News Leaders Association (NLA) is a non-profit organization that focuses on training and supporting journalists. Formerly the American Society of News Editors and Associated Press Media Editors, the organizations merged in 2019 to form NLA.

History
In 1922, the American Society of Newspaper Editors was formed by top editors to elevate the professionalism and ethics of the journalism business. In 1931, managing editors felt they needed their own organization, forming the Associated Press Managing Editors. Both organizations would later change their names to reflect the changing industry: ASNE became the American Society of News Editors in 2009 and APME became the Associated Press Media Editors in 2011. In 2016, the Association of Opinion Journalists was merged with ASNE.

By 2018, the need for two separate organizations was not needed and hence they were merged to form the American Society of News Editors and the Associated Press Media Editors.” At the 2019 annual conference of APME and ASNE, the merger was approved.

Programs

Diversity
In 1978, ASNE launched an annual diversity survey of America's newsrooms. NLA continues this work, under the name "Transformative Transparency Project".

In an interview with Open the Government, NLA executive director Fran Reilly explained, "We have created an expanded program that is designed to meet the urgency of the lack of DEI in journalism—we will soon be rolling out the Transformative Transparency Project, which still uses a data collection framework to gain insights to understand the full scope of the problem, but is expanded to include tools, resources and programs to help newsrooms improve their DEI culture, and set and reach diversity goals."

Sunshine Week 

Sunshine Week is a national initiative spearheaded by the News Leaders Association to educate the public about the importance of open government and freedom of information. It was established in March 2005 and is celebrated annually during the week containing March 16, which is National Freedom of Information Day.

First Amendment 

NLA supports the First Amendment by keeping their membership informed of key legal and legislative developments and by initiating educational programs about the freedoms guaranteed by the First Amendment.

Annual Awards 

NLA recognizes excellence in journalism and leadership with their annual awards. The NLA Awards continue the long traditions of the previous ASNE and APME Awards, and are among the most prestigious in journalism.

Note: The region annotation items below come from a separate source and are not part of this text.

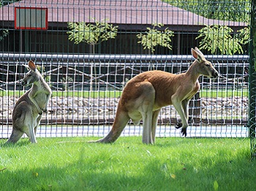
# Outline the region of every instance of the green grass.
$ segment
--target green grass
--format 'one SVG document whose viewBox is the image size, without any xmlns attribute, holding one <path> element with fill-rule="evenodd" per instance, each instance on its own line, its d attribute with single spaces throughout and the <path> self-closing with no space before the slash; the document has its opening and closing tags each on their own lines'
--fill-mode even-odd
<svg viewBox="0 0 256 191">
<path fill-rule="evenodd" d="M 249 139 L 121 137 L 0 140 L 1 190 L 252 190 Z"/>
</svg>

In 2021, a new award was created to recognize an editor or team of editors who have displayed strong leadership in matching the extraordinary moment of an unprecedented year through great journalism and vital decision making on all fronts. Ron Nixon, Associated Press global investigations editor, was named the inaugural News Leader of the Year.

Leadership 
NLA promotes newsroom leadership by offering training to news leaders, such as the Emerging Leaders Institute and NewsTrain.